Connect costs. You're going to have to eventually connect your well, and there's usually a fee of some kind. These are referred to as taps.
And then most pipeline companies these days require what's known as electronic flow measurement. They want to be able to see from a remote location how much gas is actually flowing in. And then, again, in terms of the point at which you connect to a downstream pipeline, there may be additional treatment that may be needed at that spot. And either you pay for that up front, or the pipeline or a midstream company may do that.
Here's just a quick picture here of some compressors. This is what's known as a horizontal compressor. The actual pistons that draw the gas in and push you back out are, in fact, laid out horizontally.
Compressors themselves-- they are two parts. You've got these large-diameter pistons, and those are the ones that draw the gas in and push it out-- in other words, increase the pressure by using these pistons. And these are driven by a crankshaft.
The other part is, really, an internal combustion engine. A lot of these resemble large diesel engines you might find in a semi tractor-trailer. And as I mentioned before, if you're using natural gas there in the field, then there is a cost of that, the cost of that gas. Because you're not able to market it, you are actually consuming it at your pad site. Or if you're running electric compression, there's going to be a charge by the electric utility.
The best way to think about these is if you've ever seen one of those little electric Black & Decker machines you might have in your garage that inflates car tires, bicycle tires, et cetera. There is literally a little piston in there that's moving in and out at about 1,000 times a second, and it is taking the air at roughly atmospheric pressure-- 14.75 pounds per square inch-- and boosting it up to-- let's say, for instance, in terms of car tires-- it may be anywhere from 32 to 40 pounds per square inch.

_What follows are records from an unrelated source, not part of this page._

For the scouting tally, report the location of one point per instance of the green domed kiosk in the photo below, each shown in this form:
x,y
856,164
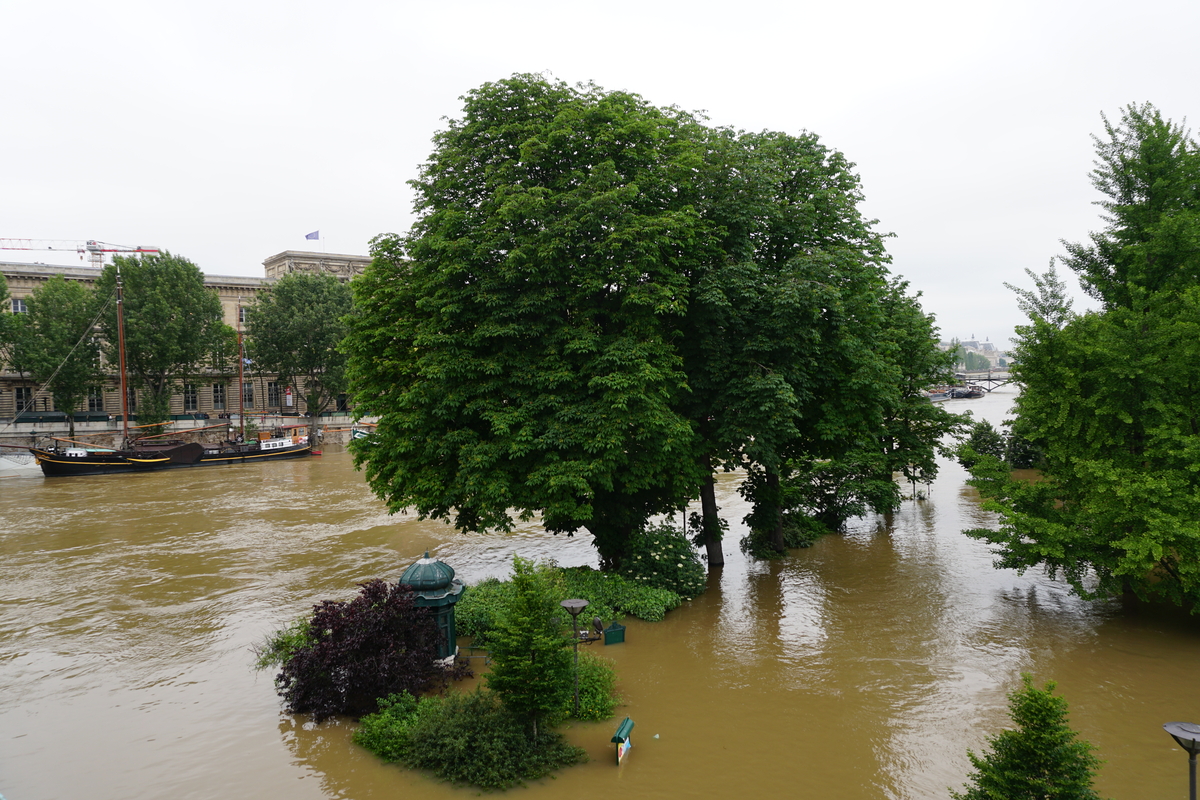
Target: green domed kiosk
x,y
436,588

And then just here are some more compressors. The upper left and the lower left-- these would be at a well site, at a small well, whereas the upper right would be at a central location, sort of that common point that I showed you in a diagram a few slides back. It would be drawing in gas from multiple wells out in the field.
Now, the lower right-- that's actually a turbine compressor. A turbine compressor is literally a jet engine-type of setup with fan blades and everything else running at a very high speed using natural gas. Now, a turbine compressor generally is going to be used at a processing plant to circulate the gas through it. This would be a very, very large-scale version of little turbines that might be added to car engines or turbo diesel-type of engines.